“Procrastination” is derived from the Latin verb procrastinare, which means to postpone until tomorrow. This is true even in its etymology. Most people feel guilty about delaying tasks until the last minute, whether studying, doing chores, paying bills, or getting fit.
Asking yourself questions like, “Why do I procrastinate so much?” will not help you get anything done, but it will make you feel bad about yourself. What you need is help understanding procrastination, its causes, and how to overcome it.
What is procrastination?
The act of delaying something that needs to be completed is the definition of procrastination. Frequently, people who procrastinate may delay their priorities and instead concentrate on less critical, more pleasurable, and simple tasks.
Signs of procrastination often include difficulty setting priorities and succumbing to impulsivity, favoring immediate gratification over long-term goals. Procrastination usually arises from our struggle to manage internal emotions, leading us to seek external means of relief.
Dr.
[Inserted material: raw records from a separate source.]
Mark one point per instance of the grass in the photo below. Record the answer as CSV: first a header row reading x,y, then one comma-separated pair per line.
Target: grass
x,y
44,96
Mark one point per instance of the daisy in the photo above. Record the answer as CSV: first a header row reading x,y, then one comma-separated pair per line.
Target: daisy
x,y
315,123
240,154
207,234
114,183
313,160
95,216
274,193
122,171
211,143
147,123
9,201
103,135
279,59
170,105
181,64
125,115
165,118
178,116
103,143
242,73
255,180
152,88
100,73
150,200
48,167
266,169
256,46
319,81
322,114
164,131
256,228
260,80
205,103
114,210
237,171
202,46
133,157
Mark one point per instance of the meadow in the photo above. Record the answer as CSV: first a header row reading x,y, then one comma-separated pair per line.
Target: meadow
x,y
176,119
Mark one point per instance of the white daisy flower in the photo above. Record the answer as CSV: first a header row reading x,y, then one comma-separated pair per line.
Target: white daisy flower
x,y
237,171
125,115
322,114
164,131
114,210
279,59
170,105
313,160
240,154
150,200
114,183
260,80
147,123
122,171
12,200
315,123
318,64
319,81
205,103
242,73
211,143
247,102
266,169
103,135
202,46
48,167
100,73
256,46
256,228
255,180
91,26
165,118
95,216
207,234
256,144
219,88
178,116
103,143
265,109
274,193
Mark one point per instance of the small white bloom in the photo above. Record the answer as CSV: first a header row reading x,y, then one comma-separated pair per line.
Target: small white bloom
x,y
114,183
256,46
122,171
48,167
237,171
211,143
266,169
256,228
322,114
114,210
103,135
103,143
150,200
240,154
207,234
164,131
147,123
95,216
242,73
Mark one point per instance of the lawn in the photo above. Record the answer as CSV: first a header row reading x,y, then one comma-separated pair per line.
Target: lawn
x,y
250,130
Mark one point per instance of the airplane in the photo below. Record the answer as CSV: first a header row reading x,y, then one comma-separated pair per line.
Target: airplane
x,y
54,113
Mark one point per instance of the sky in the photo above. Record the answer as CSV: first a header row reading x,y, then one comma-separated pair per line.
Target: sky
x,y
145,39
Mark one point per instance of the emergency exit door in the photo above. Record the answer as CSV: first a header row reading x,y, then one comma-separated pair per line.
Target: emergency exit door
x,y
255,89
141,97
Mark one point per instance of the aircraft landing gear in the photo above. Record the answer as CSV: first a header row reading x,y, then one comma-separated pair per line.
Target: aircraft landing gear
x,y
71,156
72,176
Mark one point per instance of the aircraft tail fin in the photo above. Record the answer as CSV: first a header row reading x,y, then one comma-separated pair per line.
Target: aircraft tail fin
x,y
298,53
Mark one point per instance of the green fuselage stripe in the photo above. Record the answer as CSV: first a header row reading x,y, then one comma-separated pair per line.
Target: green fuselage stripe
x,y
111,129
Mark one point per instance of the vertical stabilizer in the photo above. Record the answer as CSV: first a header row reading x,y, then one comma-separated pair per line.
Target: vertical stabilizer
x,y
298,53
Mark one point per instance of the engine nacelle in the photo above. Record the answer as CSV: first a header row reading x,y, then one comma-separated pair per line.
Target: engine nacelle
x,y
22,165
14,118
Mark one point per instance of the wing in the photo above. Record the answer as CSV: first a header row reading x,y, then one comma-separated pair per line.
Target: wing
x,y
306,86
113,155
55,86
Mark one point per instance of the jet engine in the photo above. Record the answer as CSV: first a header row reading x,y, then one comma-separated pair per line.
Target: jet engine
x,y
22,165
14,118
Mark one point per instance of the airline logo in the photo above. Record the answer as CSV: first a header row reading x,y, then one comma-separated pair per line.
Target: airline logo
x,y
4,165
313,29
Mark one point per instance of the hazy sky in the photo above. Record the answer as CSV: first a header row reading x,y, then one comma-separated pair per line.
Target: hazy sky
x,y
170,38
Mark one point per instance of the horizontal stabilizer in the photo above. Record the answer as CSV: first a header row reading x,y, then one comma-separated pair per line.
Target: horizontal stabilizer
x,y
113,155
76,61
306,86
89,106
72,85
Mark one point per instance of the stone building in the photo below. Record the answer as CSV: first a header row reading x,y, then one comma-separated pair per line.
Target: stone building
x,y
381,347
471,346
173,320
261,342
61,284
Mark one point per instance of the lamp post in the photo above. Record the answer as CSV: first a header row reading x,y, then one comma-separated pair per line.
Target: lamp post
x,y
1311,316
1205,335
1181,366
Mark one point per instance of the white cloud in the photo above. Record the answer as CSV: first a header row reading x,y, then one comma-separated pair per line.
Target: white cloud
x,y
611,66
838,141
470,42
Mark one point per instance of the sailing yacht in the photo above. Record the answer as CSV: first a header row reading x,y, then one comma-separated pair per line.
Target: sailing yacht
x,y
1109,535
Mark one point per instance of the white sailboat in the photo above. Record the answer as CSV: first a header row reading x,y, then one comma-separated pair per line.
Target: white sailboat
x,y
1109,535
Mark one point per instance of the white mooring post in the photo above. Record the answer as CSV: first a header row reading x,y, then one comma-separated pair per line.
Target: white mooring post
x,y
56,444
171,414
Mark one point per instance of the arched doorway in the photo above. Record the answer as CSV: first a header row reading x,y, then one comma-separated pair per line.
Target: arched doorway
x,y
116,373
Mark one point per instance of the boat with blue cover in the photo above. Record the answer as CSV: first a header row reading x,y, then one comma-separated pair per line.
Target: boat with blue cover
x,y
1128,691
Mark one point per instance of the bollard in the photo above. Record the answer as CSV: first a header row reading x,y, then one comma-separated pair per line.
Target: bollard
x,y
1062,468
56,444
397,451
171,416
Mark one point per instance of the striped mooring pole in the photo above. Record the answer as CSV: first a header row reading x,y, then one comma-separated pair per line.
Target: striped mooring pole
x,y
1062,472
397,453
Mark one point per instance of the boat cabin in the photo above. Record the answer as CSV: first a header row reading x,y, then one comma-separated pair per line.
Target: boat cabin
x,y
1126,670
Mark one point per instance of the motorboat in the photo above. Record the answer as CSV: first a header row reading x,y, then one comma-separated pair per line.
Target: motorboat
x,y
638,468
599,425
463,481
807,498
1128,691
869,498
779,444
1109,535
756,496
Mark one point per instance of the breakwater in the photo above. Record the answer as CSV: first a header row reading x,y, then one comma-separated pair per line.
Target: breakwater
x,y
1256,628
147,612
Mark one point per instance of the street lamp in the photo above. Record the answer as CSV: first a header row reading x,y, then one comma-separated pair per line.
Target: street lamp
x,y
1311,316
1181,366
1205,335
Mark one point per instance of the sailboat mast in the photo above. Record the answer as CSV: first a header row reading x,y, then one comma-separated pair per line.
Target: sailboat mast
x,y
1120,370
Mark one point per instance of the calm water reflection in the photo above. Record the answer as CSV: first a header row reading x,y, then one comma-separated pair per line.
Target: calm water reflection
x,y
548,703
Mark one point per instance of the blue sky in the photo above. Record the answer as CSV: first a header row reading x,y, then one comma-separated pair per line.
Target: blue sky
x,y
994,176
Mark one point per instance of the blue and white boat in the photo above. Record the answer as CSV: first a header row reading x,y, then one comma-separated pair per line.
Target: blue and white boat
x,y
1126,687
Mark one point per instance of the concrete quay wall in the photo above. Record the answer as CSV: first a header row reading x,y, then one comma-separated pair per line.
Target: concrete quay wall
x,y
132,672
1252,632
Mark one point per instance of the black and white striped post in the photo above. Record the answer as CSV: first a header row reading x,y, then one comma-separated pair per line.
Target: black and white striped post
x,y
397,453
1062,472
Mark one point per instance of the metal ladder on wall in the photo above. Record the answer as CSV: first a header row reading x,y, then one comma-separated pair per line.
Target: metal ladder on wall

Tim Pychyl, a procrastination researcher, defines procrastination as a subconscious desire to feel good right now. His research found that the problem of procrastination is a problem of self-regulation. [1]
If you feel anxious, overwhelmed, confused, or frustrated by a task or fear that you may fail, you may turn to procrastination as a form of stress relief. Ultimately, individuals who procrastinate do not avoid tasks; rather, they avoid the negative emotions that are associated with specific tasks.
Other researchers echo this sentiment. According to Dr. Fuschia Sirois, procrastination often becomes a default coping mechanism for managing stress. Dr. Sirois views procrastination as a voluntary delay that individuals resort to despite understanding its detrimental effects, which can be debilitating. [1] She emphasizes that it’s more about struggling with mood management than simply managing time poorly.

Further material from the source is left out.